Thank you for the switches recommendation. I think I will not need PoE so Netgear GS108Tv3 looks great. Does the EAP225 have OpenWrt support?
Looks like it does. Ath79 hardware is a bit dated if you're starting fresh though.
My first option is to have all the 3 co-located. Usually Wi-Fi routers only have 5 ports and I would like to have some spare ports and this is the reason why I added a switch. Right now I'll not try to create an VLAN but maybe in the future to separe the home automation devices.
It is not easy to find any of these APs in europe Are you aware of any europe equivalent?
I found this one in sale Linksys MR8300 do you think it is a good option?
The MR8300 is not a bad option if it stays supported. It is supported now:
But, the ipq401x targets have recently been converted from swconfig to DSA, and some devices are running out of room for the larger 5.15 kernel. Not all devices have made it through to the other side yet. I personally wouldn't assume they all will until I see it - notably I don't see the Linksys EA6350v3 (an old 2x2 bargain favorite) or MR8300 in snapshot yet. The next stable release will start from whatever is supported in snapshot: https://downloads.openwrt.org/snapshots/targets/ipq40xx/generic/
I should probably add the EA8500 and EA7500v1 have also recently been dropped from snapshot if and until an issue with supporting their switch in the 5.15 kernel is worked out. I'm keeping my fingers crossed - I really like the EA8500.
Can you find a TP-Link C2600 or Zyxel NBG-6817 used on ebay? And the Belkin RT3200 is a decent choice too. I'm just suggesting ipq806x if you can find them used for less, and for their slight edge on 802.11ac range in my experience.
Edit: You might also consider MT7621AT ramips devices for an economical dumb AP option. The the MT7621 isn't the fastest CPU for concurrent routing and WiFi duty, but for a dumb AP that only needs to handle WiFi....and if you are selection and/or price limited an EAP225 at the right price will work too. You just need AP's after all.
No easy to find any of these devices around the 50/60eur price range :s
There is any reason to buy GS108Tv3 for almost 2x the price of GS308T?! After install OpenWRT can I use vlans on it GS308T?
GS108T has a PoE client port so it can be powered through an Ethernet port, but if cannot power other devices. The GS308T does not. If you need to power it without a wall wart, then the GS308T is not for you.
Edit: Thank you @andyboeh for correcting my earlier version of this post. I've corrected it accordingly.
It's a PoE client port (PD), it can be powered that way, but it can't power other devices (it's not a PSE).
Is the it a requirement to have the switch run OpenWrt?
No, for now the GS308T will be use as "dumb switch". In the future if I go with the vlan for iot devices I may flash openwrt.

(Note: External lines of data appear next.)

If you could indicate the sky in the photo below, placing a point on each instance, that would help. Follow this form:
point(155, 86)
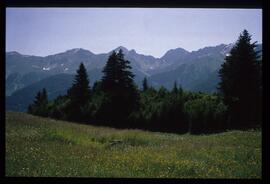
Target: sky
point(150, 31)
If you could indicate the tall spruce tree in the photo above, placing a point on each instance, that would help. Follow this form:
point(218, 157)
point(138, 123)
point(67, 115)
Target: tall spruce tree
point(79, 95)
point(118, 84)
point(145, 84)
point(240, 83)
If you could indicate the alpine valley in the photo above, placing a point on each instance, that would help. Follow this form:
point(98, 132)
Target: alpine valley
point(194, 71)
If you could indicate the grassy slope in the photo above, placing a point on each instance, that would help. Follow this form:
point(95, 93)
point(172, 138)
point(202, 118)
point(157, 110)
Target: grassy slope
point(44, 147)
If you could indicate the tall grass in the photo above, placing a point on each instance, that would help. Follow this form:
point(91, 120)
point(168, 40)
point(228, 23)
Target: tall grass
point(44, 147)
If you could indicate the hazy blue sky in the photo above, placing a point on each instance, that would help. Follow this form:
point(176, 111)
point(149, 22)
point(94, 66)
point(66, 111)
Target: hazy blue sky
point(153, 31)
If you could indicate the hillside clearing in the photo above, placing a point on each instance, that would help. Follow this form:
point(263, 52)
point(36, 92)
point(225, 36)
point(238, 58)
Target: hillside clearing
point(44, 147)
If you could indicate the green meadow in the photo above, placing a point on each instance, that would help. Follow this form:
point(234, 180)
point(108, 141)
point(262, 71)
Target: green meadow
point(38, 146)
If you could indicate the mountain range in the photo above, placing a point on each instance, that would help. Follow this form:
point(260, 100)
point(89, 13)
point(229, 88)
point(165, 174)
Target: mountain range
point(25, 74)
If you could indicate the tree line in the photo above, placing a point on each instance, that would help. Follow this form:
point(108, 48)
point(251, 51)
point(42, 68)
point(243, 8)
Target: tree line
point(117, 101)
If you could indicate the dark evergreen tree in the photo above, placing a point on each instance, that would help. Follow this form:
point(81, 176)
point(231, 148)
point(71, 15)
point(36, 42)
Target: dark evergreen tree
point(240, 83)
point(175, 88)
point(145, 84)
point(79, 95)
point(120, 89)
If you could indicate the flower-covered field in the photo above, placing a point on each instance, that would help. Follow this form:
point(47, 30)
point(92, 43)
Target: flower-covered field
point(44, 147)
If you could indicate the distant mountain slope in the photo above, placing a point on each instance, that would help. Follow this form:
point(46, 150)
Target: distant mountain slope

I ask because I so rarely log into my managed switch. The vendor firmware is fine for my use case which is just assigning VLANs to different switch ports on occasion.

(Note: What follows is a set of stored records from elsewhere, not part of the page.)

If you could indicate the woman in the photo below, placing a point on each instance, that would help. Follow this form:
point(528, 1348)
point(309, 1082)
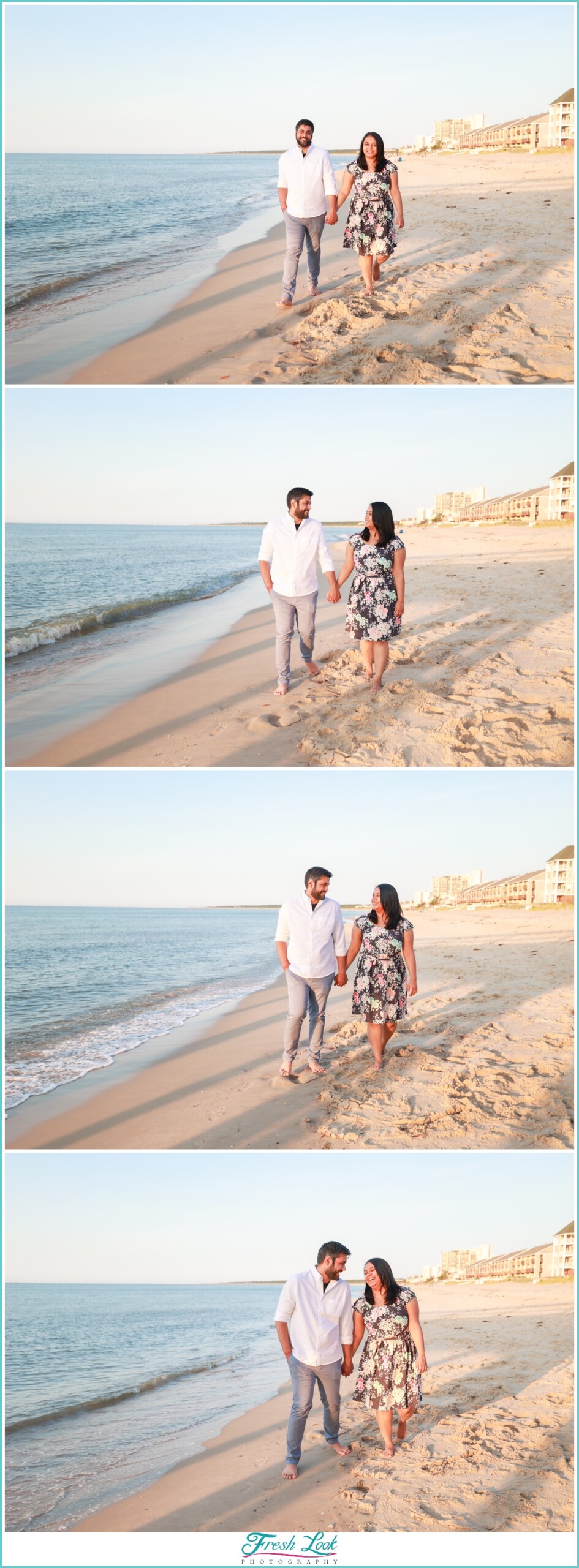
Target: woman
point(393, 1357)
point(387, 951)
point(371, 226)
point(377, 597)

I think GS308T doesn't support vlan with the stock firmware. I have to read about VLANs.
I think any managed switch supports VLANs. Not much to understand, really... if you want network segragation like a guest zone and lan zone and maybe even an IoT zone, you use VLANs.
This is not correct. The GS308T supports VLANs with both stock and OpenWrt. As darksky says, any managed switch will.
I like having the same interface and OS (OpenWrt) on all my home equipment. I am also paranoid and do not trust that stock firmware will not "phone home" with my usage statistics or automatically update itself to something that makes OpenWrt harder to install later. Sometimes there are options to opt-out of these stock firmware "services," but I would rather not count on finding them or noticing if their defaults change after the next automatic update. My favorite "opt-out" option is to install OpenWrt.
It is the case that a managed switch does not do a whole lot though. It is pretty much set it and forget it as darksky says.
Best opt out is a firewall rule on your OpenWrt router
config rule option src 'lan' option target 'REJECT' option name 'deny wan access to managed switch' option dest 'wan' list proto 'all' list src_ip '10.9.1.100'
That is an excellent idea. In fact, I think it was one of your similar posts, darksky, that set the light bulb off in my head regarding what to do about my Canon printer that I wanted to have on my trusted home lan WiFi, but did not trust its firmware. A belated thank you for that.
As I recall, I blocked it with its mac address instead of its IP, but it does have a static IP assigned on my network, so a rule for either or both would work.
Right now I think I have ordered all the devices
Thank you for all the advices.
I understand the concept but I had never implemented one.
Since I'm using two omada APs for wifi what do you think about get an omada switch like TL-SG2008? The reason to think on it is that with Omada app I can get a quickly overview about the devices on the network and where the devices are connected to. There is any app or service that can get these kind of data from openwrt?